I have started using NLTK to gather information about the filings. See code in Projects/USITC/ProcessingTexts I am working on extracting the respondents from these documents.

Alternative Solutions

337Info - Unfair Import Investigations Information System

https://pubapps2.usitc.gov/337external/

This link has links to Complaints. Most of the data that can be gathered is there and it is in a nice format that could be easily web scraped. There is a query builder but I believe there may be errors with it. I will try to see if I can get it to work.

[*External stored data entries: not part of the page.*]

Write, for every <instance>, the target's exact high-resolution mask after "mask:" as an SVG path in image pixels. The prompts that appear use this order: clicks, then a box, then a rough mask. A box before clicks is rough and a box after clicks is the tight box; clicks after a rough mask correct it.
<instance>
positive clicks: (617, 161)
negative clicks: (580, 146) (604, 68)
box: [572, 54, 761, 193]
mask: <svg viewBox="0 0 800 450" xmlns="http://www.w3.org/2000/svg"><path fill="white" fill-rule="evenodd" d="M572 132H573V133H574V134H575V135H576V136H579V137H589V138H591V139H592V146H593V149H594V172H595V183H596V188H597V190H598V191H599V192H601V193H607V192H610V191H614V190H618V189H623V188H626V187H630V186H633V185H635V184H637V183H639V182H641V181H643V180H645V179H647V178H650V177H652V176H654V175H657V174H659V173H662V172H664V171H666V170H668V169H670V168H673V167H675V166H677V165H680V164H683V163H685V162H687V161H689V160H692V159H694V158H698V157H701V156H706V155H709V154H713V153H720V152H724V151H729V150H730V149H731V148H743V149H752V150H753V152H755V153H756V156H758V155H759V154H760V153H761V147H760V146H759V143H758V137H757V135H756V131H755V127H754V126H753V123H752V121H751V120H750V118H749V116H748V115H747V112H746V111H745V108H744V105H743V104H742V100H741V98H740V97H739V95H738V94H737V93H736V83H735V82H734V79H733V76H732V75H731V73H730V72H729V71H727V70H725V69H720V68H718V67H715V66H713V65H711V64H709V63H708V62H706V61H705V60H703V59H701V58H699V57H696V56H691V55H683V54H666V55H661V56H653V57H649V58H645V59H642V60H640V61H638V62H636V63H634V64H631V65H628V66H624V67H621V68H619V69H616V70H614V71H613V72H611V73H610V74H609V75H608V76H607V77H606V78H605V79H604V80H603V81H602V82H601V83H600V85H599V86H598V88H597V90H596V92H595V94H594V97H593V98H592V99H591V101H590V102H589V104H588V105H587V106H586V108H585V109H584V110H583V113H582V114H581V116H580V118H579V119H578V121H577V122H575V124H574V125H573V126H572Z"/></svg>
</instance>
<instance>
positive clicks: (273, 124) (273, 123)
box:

There are various statistics that are publicly available that we could use.


Section 337 Statistics: Settlement Rate Data https://www.usitc.gov/intellectual_property/337_statistics_settlement_rate_data.htm

Section 337 Statistics https://www.usitc.gov/press_room/337_stats.htm

Section 337 Statistics: Number of New, Completed, and Active Investigations by Fiscal Year (Updated Quarterly) https://www.usitc.gov/intellectual_property/337_statistics_number_new_completed_and_active.htm

Section 337 Statistics This contains links to various other pages with statistics https://www.usitc.gov/intellectual_property/337_statistics.htm

Here is a dictionary of terms used in these Documents https://www.usitc.gov/documents/337Info_ext_DataDictionary.pdf


There are FAQs listed here https://www.usitc.gov/documents/337Info_FAQ.pdf

There is a query builder for Section 337 Notices Here https://pubapps2.usitc.gov/337external/advanced

To use you must select fields from the GUI at the bottom of the page


Status

Currently the web scraper is able to gather all of the data that I can gather from the HTML. There are a few cases where the Investigation Number is not listed and I need to test for those and fix that in the code.

Downloaded most of the PDFs. There were errors download some of the files. I need to calculate what PDFs were not able to be downloaded and why. Investigating what other ways we can gather the information.